Question

In brief, here is a Windows Store application that fails to make more than one HTTP request when run with F5 in Visual Studio 2013. The target platform is Windows 8.1.

Every time a button is clicked, it is supposed request time information from a public server and display the response. However, as Fiddler shows, an actual HTTP request is made only for the first click, despite the relevant click event handler being run over and over again.

I have gone through the API docs and several other places, still nothing. Perhaps I am overlooking some kind of a configuration issue but I cannot imagine what it could be.
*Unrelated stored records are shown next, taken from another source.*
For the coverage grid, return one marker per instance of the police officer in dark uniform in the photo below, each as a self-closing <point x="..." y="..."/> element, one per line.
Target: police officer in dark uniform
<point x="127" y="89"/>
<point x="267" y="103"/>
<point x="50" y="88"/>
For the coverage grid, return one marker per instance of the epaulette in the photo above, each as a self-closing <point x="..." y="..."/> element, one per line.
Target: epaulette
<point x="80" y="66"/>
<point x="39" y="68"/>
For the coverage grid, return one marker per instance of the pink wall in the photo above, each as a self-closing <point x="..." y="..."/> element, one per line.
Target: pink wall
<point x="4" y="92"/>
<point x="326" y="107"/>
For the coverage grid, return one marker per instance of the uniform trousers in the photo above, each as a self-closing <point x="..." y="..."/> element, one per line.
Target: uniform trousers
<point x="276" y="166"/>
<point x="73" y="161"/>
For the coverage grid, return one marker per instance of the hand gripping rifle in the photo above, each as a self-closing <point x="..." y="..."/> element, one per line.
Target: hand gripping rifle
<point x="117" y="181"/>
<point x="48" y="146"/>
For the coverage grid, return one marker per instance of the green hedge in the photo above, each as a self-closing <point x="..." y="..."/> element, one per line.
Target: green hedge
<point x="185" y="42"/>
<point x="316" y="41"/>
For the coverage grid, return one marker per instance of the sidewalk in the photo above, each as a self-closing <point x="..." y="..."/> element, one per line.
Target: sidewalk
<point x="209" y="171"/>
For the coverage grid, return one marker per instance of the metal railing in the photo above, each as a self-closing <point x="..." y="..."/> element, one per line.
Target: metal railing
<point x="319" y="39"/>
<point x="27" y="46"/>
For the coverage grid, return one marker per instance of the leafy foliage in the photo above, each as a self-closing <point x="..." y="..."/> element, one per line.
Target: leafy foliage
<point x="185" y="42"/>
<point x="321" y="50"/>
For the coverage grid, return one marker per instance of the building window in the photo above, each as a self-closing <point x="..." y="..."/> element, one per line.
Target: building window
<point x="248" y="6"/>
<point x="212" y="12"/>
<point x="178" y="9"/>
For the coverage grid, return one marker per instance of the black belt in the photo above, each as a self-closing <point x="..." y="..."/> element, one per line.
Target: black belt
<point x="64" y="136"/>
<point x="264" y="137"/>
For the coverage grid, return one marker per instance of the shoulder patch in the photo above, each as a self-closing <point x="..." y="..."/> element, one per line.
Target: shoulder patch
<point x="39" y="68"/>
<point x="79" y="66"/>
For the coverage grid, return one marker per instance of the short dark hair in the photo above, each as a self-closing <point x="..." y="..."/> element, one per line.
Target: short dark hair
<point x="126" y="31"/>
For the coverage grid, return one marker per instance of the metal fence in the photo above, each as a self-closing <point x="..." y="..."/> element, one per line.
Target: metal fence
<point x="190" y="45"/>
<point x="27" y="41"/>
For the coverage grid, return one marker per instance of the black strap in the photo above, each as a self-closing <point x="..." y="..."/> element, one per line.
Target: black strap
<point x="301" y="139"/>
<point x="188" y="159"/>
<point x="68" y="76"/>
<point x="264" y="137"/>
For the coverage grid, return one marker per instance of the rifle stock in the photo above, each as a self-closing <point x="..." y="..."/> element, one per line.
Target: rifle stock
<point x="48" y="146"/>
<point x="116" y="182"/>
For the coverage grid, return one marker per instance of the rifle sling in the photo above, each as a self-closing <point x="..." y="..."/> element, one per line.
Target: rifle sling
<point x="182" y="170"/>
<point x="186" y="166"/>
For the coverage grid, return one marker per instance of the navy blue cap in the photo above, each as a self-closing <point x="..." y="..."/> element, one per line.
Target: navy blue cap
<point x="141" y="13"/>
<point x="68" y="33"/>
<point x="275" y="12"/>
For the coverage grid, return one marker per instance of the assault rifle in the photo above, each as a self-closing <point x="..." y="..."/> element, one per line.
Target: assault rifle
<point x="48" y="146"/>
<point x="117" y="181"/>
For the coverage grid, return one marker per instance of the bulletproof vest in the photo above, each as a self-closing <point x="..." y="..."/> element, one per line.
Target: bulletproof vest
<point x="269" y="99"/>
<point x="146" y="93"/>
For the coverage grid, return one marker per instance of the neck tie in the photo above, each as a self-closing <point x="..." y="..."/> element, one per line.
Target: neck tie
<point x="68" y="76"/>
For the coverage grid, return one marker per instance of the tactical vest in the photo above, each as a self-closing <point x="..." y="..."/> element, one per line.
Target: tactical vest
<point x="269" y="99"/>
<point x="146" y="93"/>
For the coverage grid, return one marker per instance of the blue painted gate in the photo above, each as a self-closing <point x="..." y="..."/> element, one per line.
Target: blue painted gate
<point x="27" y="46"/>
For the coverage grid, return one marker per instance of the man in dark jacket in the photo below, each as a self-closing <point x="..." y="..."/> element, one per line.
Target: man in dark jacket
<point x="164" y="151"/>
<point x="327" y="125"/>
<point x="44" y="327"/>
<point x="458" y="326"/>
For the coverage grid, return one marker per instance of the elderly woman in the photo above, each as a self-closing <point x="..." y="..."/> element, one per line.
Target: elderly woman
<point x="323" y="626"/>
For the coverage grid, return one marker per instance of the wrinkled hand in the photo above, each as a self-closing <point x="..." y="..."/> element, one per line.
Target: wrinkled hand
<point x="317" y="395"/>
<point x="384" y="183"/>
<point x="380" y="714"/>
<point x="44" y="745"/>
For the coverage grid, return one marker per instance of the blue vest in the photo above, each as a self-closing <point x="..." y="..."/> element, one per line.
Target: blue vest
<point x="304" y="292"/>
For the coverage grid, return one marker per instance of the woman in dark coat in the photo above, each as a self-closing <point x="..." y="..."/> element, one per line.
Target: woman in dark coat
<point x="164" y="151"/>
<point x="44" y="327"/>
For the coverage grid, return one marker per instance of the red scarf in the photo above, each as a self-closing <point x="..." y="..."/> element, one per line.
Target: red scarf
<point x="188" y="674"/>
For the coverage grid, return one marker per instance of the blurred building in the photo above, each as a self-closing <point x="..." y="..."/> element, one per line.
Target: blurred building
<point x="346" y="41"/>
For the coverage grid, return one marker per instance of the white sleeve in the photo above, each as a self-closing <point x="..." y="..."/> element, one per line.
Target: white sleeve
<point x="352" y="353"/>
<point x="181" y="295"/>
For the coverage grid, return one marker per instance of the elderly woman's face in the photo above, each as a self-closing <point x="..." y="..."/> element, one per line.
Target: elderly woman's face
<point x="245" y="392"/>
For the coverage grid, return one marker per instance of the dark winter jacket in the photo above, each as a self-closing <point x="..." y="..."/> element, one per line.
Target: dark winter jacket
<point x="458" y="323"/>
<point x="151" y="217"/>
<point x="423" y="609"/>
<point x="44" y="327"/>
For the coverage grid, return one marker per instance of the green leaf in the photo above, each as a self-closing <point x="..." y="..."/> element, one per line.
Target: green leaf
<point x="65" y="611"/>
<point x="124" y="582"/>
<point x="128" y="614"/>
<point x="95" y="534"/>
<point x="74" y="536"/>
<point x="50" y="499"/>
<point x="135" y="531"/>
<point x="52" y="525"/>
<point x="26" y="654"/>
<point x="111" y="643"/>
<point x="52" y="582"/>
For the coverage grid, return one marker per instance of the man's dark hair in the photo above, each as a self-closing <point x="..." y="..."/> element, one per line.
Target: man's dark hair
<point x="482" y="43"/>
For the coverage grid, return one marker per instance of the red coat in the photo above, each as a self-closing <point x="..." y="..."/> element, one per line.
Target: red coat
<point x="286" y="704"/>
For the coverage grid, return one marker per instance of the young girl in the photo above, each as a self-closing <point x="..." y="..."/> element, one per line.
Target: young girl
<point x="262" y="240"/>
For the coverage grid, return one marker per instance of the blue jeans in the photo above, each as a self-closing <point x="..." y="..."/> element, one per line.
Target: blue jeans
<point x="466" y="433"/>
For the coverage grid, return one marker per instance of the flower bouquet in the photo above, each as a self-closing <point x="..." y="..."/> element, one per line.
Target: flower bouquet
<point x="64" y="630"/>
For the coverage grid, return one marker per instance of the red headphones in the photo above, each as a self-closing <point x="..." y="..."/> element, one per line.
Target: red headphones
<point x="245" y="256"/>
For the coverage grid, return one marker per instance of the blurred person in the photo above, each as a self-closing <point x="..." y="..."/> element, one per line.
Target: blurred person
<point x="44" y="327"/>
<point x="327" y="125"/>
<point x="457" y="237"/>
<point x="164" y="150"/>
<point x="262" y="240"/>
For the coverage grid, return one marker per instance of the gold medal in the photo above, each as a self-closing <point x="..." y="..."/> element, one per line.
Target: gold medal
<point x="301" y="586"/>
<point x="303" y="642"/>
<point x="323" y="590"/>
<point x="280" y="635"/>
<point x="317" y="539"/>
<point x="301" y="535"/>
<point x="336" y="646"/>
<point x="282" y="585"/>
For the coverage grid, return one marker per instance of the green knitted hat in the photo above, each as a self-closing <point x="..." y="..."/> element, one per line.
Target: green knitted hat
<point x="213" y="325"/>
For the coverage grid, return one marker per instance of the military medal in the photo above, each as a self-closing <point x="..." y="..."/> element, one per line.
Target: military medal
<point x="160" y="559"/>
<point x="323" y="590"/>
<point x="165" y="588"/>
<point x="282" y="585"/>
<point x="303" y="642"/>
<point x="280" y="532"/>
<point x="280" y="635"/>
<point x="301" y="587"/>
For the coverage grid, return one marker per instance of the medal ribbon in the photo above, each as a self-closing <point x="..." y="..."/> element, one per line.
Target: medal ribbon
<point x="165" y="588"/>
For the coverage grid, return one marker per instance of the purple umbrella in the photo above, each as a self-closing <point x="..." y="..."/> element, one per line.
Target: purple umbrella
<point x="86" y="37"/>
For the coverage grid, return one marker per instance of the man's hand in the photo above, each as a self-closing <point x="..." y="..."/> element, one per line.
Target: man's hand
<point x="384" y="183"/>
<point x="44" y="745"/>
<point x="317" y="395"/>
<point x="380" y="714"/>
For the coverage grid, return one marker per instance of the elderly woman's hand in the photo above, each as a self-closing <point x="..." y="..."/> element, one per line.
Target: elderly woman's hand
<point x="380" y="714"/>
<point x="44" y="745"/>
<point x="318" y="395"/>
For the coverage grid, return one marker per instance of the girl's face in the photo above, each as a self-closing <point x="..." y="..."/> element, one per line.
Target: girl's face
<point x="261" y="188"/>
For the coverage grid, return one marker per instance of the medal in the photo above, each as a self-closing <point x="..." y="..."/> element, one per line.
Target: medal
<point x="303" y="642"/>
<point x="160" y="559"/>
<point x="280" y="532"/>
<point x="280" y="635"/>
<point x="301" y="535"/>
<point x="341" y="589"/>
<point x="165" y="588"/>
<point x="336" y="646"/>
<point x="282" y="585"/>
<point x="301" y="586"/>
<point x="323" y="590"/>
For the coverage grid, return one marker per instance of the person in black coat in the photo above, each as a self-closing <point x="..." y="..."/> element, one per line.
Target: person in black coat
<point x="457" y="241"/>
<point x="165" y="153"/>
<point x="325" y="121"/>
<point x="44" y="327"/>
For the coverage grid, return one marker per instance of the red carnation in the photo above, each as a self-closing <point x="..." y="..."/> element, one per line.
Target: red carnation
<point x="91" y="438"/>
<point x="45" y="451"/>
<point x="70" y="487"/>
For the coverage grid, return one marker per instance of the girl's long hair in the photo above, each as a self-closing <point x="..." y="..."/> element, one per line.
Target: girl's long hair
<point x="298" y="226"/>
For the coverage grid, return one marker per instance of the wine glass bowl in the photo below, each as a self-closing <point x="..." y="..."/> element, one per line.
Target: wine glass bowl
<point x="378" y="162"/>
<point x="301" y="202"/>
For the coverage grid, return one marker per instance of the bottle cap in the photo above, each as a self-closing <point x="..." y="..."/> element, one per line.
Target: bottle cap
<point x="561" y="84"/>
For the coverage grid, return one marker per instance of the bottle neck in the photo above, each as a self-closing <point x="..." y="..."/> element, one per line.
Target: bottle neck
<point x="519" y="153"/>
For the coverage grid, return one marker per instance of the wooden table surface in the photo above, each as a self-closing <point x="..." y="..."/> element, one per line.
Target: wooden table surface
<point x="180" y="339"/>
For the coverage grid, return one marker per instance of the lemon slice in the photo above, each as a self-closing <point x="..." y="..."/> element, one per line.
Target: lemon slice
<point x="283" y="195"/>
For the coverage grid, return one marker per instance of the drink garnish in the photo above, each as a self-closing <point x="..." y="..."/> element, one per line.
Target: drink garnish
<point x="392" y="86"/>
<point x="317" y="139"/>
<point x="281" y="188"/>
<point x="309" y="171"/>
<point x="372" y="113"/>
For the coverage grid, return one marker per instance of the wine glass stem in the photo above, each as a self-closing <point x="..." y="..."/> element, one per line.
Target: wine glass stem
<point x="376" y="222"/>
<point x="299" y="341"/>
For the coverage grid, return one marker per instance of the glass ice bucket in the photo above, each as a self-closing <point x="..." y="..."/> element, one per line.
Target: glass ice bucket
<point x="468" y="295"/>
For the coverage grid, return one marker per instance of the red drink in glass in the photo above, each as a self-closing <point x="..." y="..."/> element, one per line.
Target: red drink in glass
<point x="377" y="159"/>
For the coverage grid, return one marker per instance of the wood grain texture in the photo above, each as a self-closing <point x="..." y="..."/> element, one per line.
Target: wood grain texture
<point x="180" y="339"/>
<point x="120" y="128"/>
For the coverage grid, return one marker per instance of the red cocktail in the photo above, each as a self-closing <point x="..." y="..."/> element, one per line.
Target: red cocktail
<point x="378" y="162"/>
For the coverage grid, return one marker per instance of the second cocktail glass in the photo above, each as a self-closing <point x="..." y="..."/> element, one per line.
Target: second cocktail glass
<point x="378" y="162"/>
Maybe someone here can?

MainPage.xaml.cs

using System;
using System.IO;
using System.Runtime.Serialization;
using System.Runtime.Serialization.Json;
using System.Text;
using System.Threading.Tasks;
using Windows.UI.Xaml;
using Windows.UI.Xaml.Controls;
using Windows.Web.Http;

// The Blank Page item template is documented at http://go.microsoft.com/fwlink/?LinkId=234238

namespace TestWindowsStore
{
    /// <summary>
    /// An empty page that can be used on its own or navigated to within a Frame.
    /// </summary>
    public sealed partial class MainPage : Page
    {
        private readonly Uri timeInfoHost = new Uri("http://jsontime-sharpnet.rhcloud.com/");
        private readonly HttpClient httpClient = new HttpClient();

        public MainPage()
        {
            this.InitializeComponent();

            var headers = httpClient.DefaultRequestHeaders;
            headers.UserAgent.ParseAdd("ie");
            headers.UserAgent.ParseAdd("Mozilla/5.0 (compatible; MSIE 10.0; Windows NT 6.2; WOW64; Trident/6.0)");
        }

        private async void Button_Click(object sender, RoutedEventArgs e)
        {
            TimeInfo ti = await PerformTimeRequest();
            this.TimeText.Text = ti.datetime;
        }

        private async Task<TimeInfo> PerformTimeRequest()
        {
            string json = await httpClient.GetStringAsync(timeInfoHost);
            return Deserialize<TimeInfo>(json);
        }

        public T Deserialize<T>(string json)
        {
            var bytes = Encoding.Unicode.GetBytes(json);
            using (MemoryStream ms = new MemoryStream(bytes))
            {
                var jser = new DataContractJsonSerializer(typeof(T));
                return (T) jser.ReadObject(ms);
            }
        }
    }

    [DataContract]
    public class TimeInfo
    {
        [DataMember]
        public string tz;
        [DataMember]
        public string hour;
        [DataMember]
        public string datetime;
        [DataMember]
        public string second;
        [DataMember]
        public string error;
        [DataMember]
        public string minute;
    }
}

MainPage.xaml

<Page
x:Class="TestWindowsStore.MainPage"
xmlns="http://schemas.microsoft.com/winfx/2006/xaml/presentation"
xmlns:x="http://schemas.microsoft.com/winfx/2006/xaml"
xmlns:local="using:TestWindowsStore"
xmlns:d="http://schemas.microsoft.com/expression/blend/2008"
xmlns:mc="http://schemas.openxmlformats.org/markup-compatibility/2006"
mc:Ignorable="d">

<Grid Background="{ThemeResource ApplicationPageBackgroundThemeBrush}">
    <TextBox Name="TimeText" HorizontalAlignment="Left" Margin="491,242,0,0" TextWrapping="Wrap" VerticalAlignment="Top" IsReadOnly="True" Width="144"/>
    <Button Content="Get Time Async" HorizontalAlignment="Left" Margin="648,239,0,0" VerticalAlignment="Top" Click="Button_Click"/>

</Grid>
</Page>

Why aren't any subsequent requests made? How can I fix it?

Was it helpful?

Solution

The reason why a request is performed only once here is because by default, HttpClient uses a cache to store responses according to received Cache-Control headers (similar to HTTPClient Caching in .Net). There are two ways to work around it.

The easiest solution is to use HttpBaseProtocolFilter.CacheControl.ReadBehavior property to handle cases when you want to skip the cache:

var httpFilter = new Windows.Web.Http.Filters.HttpBaseProtocolFilter();
httpFilter.CacheControl.ReadBehavior = 
    Windows.Web.Http.Filters.HttpCacheReadBehavior.MostRecent;
var httpClient = new Windows.Web.Http.HttpClient(httpFilter);

However, a solution I consider cleaner is to modify your server so it includes the appropriate headers that tell browsers do not cache the response, i.e.:

Cache-Control: no-cache

E.g.:

HTTP/1.1 200 OK
Content-Length: 31
Content-Type: text/plain; charset=UTF-8
Cache-Control: no-cache

... 

The second solution has two advantages:

  • A content you will not use again is not stored in the client machine.
  • Other requests can benefit from the cache (when using the same instance of HttpClient).